ARTICLE X enacts that if the husband be a slave and the wife a free woman, the children shall be free like their mother. If the husband be free and the wife a slave, the children shall be slaves.

ARTICLE XI orders that master shall have baptized slaves buried in consecrated ground; those who die without being baptized to be buried at night in a neighboring field.

ARTICLE XII forbids slaves to carry offensive Weapons or heavy sticks, under penalty of the whip and confiscation of the weapons in favor of the person seizing them. Slaves that are sent hunting by their masters, and carry notes or known marks, are excepted.

ARTICLE XIII forbids slaves belonging to different masters to assemble in crowds, by day or by night, under pretext of weddings or other causes, either at one of their masters or elsewhere, and still less on the highways or secluded places, under penalty of corporal punishment, which shall not be less than the whip and the fleur-de-lys; and in case of repetition of the offense and other aggravating circumstances, capital punishment may be applied, at the discretion of the Judges.

It also commands all subjects of the King, whether officers or not, to seize and arrest the offenders and conduct them to prison, although there be no Judgment against them....

ARTICLE XVII orders seizure of goods that are offered for sale by slaves without permission or mark.

ARTICLE XVIII orders officers of the Superior Council to give their advice about the provisions and the food to he furnished the slaves. It also forbids masters to give any kind of brandy in lieu of food and clothing.

ARTICLE XIX forbids masters to abstain from feeding and clothing their slaves, by permitting them to work for their own account on a certain day of the week.

ARTICLE XX authorizes slaves to give information against them masters, if not properly fed or clad, or if treated inhumanly.

ARTICLE XXI orders slaves disabled from working by old age, sickness, or otherwise, to be provided for by their masters, otherwise they shall be sent to the nearest hospital, to which the masters shall pay eight cents a day for each slave, and the hospital shall have a lien on the plantations of the masters.

ARTICLE XXII declares that slaves can have nothing that does not belong to their masters, in whatever way acquired.
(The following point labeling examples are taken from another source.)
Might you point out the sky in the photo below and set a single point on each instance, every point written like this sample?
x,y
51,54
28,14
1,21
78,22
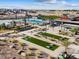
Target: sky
x,y
40,4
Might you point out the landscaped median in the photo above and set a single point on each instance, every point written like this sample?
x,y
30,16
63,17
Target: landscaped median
x,y
53,36
64,40
41,43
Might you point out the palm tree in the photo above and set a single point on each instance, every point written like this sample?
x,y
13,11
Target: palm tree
x,y
26,16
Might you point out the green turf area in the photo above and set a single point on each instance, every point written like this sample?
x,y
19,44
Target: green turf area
x,y
41,43
53,36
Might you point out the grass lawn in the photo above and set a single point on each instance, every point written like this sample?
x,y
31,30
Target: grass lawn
x,y
53,36
41,43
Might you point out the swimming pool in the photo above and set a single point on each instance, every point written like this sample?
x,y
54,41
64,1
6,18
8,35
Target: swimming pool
x,y
33,21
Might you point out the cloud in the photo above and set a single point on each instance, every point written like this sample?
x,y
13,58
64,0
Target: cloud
x,y
70,4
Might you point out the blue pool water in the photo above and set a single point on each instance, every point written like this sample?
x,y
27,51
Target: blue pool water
x,y
34,21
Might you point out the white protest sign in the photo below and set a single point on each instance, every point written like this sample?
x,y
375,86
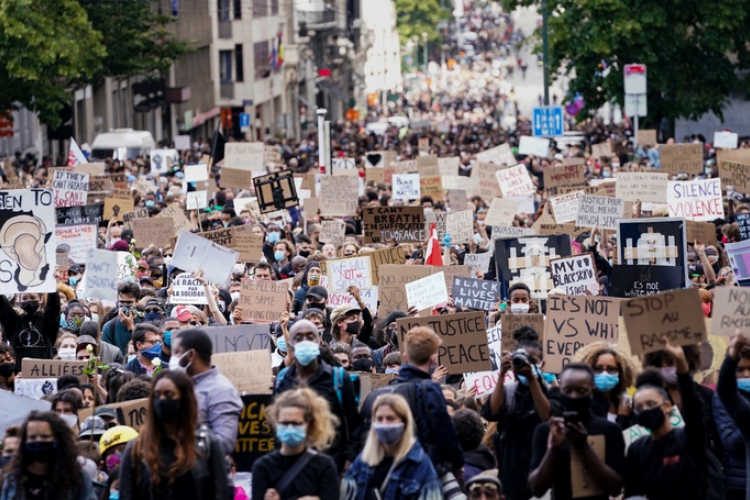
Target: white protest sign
x,y
426,293
406,187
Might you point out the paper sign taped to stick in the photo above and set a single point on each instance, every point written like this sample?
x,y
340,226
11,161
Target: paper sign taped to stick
x,y
677,314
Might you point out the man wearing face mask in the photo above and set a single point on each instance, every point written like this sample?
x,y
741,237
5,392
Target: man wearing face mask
x,y
219,403
33,332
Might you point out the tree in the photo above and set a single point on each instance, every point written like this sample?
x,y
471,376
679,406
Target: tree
x,y
45,48
695,51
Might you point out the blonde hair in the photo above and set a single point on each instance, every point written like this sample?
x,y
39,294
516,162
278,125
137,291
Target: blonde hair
x,y
321,423
374,451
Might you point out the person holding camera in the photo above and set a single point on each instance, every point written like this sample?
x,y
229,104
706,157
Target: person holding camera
x,y
578,441
518,407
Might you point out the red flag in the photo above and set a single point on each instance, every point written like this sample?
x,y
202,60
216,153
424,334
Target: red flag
x,y
433,257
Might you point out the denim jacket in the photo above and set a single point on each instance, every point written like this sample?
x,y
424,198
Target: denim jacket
x,y
413,478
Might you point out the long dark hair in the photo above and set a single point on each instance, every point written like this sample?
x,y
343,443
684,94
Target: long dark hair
x,y
146,446
65,473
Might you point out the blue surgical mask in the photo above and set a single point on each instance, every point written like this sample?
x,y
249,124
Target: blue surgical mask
x,y
606,382
306,352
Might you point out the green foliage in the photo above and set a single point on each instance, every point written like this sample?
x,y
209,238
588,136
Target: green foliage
x,y
696,51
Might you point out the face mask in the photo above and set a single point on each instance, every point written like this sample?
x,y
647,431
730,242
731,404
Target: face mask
x,y
41,451
67,353
389,433
30,306
606,382
167,409
306,351
519,308
291,435
651,419
670,374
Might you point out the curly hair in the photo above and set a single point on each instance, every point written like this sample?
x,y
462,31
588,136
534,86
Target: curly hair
x,y
627,370
321,422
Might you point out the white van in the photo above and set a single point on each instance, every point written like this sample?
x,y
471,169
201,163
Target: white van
x,y
121,144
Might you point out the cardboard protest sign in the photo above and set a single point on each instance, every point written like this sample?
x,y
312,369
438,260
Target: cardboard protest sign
x,y
255,436
77,240
475,294
731,311
194,253
249,371
676,314
460,225
70,188
681,158
426,293
576,274
599,211
399,224
698,200
338,195
464,336
565,206
510,323
515,181
156,231
574,321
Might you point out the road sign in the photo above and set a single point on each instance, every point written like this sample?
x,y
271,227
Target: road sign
x,y
548,121
244,122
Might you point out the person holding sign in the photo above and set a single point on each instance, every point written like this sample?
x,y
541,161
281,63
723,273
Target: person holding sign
x,y
671,462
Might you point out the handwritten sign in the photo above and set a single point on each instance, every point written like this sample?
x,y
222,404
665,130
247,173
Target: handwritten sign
x,y
698,200
676,314
575,321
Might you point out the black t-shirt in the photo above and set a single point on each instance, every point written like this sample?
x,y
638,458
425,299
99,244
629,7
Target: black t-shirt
x,y
614,454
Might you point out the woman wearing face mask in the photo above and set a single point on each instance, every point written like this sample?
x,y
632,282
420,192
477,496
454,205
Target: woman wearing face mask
x,y
392,464
614,372
45,465
173,458
304,427
670,462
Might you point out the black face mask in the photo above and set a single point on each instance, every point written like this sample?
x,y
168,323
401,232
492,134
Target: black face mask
x,y
651,419
167,409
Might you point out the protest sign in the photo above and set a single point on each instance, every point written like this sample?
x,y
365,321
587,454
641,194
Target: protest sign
x,y
460,225
406,187
464,348
515,181
474,293
681,158
77,240
643,186
70,188
156,231
338,195
576,274
100,277
255,436
676,314
426,293
263,301
194,253
501,213
698,200
599,211
574,321
565,206
399,224
249,371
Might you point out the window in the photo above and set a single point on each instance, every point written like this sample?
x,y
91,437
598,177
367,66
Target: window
x,y
238,63
225,66
262,60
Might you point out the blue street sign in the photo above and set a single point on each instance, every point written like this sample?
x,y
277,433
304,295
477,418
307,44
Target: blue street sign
x,y
548,121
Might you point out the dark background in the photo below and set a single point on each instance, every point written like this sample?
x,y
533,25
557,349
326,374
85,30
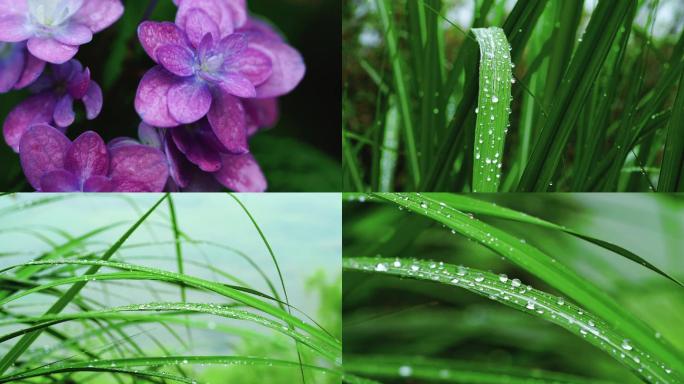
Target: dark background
x,y
302,153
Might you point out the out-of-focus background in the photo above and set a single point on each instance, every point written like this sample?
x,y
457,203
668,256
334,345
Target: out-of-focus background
x,y
302,153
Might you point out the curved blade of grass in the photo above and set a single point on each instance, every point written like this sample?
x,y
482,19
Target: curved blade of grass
x,y
511,292
586,63
493,108
126,365
544,267
477,206
672,169
449,371
58,306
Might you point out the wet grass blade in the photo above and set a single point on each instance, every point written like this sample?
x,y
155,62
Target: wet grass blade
x,y
20,347
672,169
493,108
642,360
541,265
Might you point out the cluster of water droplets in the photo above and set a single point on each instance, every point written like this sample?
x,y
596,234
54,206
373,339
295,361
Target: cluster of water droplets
x,y
496,78
512,292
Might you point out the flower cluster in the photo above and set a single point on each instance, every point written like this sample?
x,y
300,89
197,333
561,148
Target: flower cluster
x,y
218,74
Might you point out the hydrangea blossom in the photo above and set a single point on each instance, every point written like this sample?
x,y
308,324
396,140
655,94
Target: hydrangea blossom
x,y
204,71
53,104
18,68
54,29
52,163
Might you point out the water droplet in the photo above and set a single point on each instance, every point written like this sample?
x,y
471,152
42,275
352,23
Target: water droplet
x,y
405,371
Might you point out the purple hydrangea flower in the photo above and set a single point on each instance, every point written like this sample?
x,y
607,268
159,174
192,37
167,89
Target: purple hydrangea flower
x,y
53,103
18,68
52,163
204,71
54,29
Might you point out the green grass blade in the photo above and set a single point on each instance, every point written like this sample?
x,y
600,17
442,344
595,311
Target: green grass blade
x,y
449,371
26,341
672,169
494,103
401,87
511,292
473,205
541,265
586,63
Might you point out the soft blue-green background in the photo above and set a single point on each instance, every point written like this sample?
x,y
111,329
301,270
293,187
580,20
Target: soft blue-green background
x,y
303,229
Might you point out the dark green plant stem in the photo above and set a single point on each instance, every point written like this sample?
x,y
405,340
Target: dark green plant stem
x,y
26,341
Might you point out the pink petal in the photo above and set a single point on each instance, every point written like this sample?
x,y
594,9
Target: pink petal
x,y
288,66
198,24
138,165
14,28
93,100
227,120
151,99
87,156
74,34
42,150
236,84
189,101
60,181
99,14
64,112
11,68
98,184
33,69
36,109
241,173
253,64
176,59
51,50
153,35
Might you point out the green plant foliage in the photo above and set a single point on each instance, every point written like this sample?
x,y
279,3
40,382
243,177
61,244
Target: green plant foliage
x,y
592,102
433,332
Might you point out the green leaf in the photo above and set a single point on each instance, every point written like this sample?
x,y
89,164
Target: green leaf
x,y
591,327
493,108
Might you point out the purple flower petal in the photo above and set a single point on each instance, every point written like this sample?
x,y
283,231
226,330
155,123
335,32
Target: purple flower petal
x,y
42,150
137,166
74,34
237,84
261,113
93,100
64,114
198,24
98,184
251,63
153,35
36,109
87,156
51,50
241,173
151,100
11,67
288,66
176,59
227,120
14,28
32,70
59,181
198,152
99,14
189,101
79,83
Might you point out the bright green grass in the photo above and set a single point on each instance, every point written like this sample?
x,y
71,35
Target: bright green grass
x,y
593,106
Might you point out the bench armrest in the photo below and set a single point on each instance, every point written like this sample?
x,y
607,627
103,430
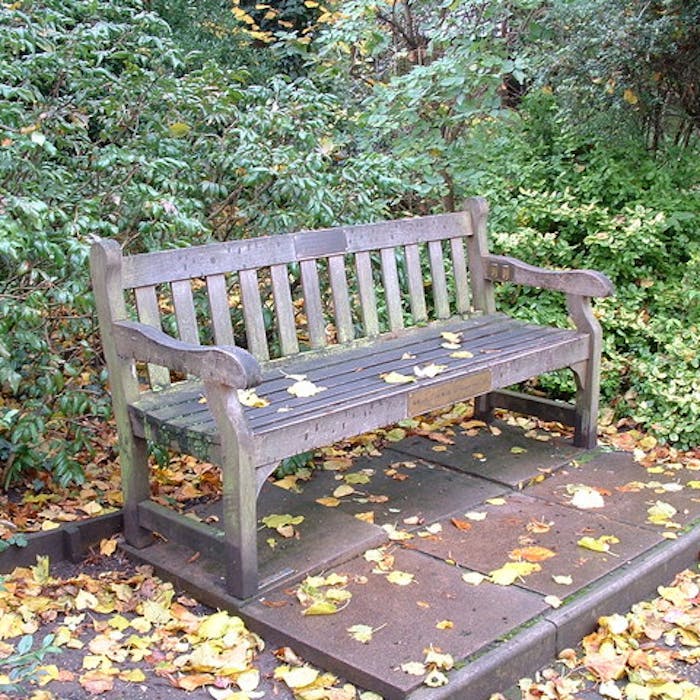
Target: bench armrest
x,y
588,283
223,364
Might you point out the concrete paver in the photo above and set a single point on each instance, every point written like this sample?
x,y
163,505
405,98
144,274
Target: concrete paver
x,y
497,633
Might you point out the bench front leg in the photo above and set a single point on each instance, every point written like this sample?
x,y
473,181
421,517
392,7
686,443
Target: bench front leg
x,y
587,373
238,471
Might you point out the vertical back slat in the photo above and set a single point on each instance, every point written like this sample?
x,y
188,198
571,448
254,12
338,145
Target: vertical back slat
x,y
416,290
459,265
437,271
252,314
392,290
284,309
184,311
368,297
149,313
312,303
219,308
341,298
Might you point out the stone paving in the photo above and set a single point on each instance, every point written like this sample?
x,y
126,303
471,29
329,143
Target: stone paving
x,y
467,507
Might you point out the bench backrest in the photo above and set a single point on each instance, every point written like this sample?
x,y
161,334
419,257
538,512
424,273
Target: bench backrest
x,y
280,295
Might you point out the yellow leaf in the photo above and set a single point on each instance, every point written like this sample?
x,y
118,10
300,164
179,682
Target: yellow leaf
x,y
414,668
476,515
134,675
361,633
429,371
274,520
303,388
509,573
435,679
321,607
396,378
532,553
328,501
630,97
248,397
585,497
395,435
108,546
496,501
343,490
400,578
601,544
660,513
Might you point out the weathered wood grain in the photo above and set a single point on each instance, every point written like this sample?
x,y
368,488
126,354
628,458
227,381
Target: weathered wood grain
x,y
340,270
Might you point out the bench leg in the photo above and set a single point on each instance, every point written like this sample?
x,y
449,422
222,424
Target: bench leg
x,y
587,390
483,407
239,492
133,456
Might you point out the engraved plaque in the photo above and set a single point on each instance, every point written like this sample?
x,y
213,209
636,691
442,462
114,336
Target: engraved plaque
x,y
432,397
319,244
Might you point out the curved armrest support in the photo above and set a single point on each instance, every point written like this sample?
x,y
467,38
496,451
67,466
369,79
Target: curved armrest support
x,y
221,364
589,283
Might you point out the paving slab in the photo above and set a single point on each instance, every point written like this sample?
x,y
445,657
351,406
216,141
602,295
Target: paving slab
x,y
325,536
404,619
509,457
628,488
399,488
523,522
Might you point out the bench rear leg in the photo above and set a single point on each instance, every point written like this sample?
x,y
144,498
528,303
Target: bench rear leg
x,y
586,419
133,456
239,492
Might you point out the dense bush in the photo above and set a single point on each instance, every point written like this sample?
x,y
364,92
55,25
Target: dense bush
x,y
115,122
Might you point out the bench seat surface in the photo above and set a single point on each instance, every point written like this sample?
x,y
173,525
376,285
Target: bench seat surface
x,y
356,399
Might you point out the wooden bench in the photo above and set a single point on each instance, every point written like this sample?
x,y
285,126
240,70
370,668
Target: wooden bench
x,y
341,306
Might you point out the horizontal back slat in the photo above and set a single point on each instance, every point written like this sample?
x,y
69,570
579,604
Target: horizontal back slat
x,y
219,258
280,295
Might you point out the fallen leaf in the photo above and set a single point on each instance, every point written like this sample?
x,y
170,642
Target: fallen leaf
x,y
361,633
601,544
304,388
400,578
414,668
533,553
429,371
108,546
248,397
461,524
510,572
274,520
396,378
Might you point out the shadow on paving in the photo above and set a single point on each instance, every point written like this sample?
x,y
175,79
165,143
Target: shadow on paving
x,y
467,507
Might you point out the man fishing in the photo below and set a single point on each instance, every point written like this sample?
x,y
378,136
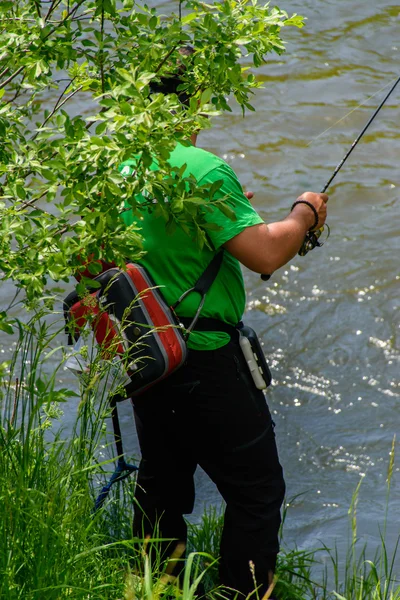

ARTICLE XXIIII orders that masters be held responsible for what their slaves have done by their command.

ARTICLE XXIV forbids slaves from exercising public functions, from serving as arbitrators or experts, from giving testimony except in default of white people, and from ever serving as witnesses for or against their masters.

ARTICLE XXV forbids slaves from being parties to civil suits or complainants in criminal cases. Their masters shall act for them in civil cases and demand reparation or punishment for outrages and excesses committed against them.

ARTICLE XXVI orders prosecution of slaves in criminal cases in the same manner as for free persons, with exceptions hereafter mentioned.

ARTICLE XXVII Any slave who shall have struck his master, his mistress, or the husband of his mistress, or their children, so as to produce a bruise or shedding of blood in the face, shall be put to death.

ARTICLE XXVIII Outrages or acts of violence against free persons committed by slaves shall be punished with severity, and even with death if the case require it.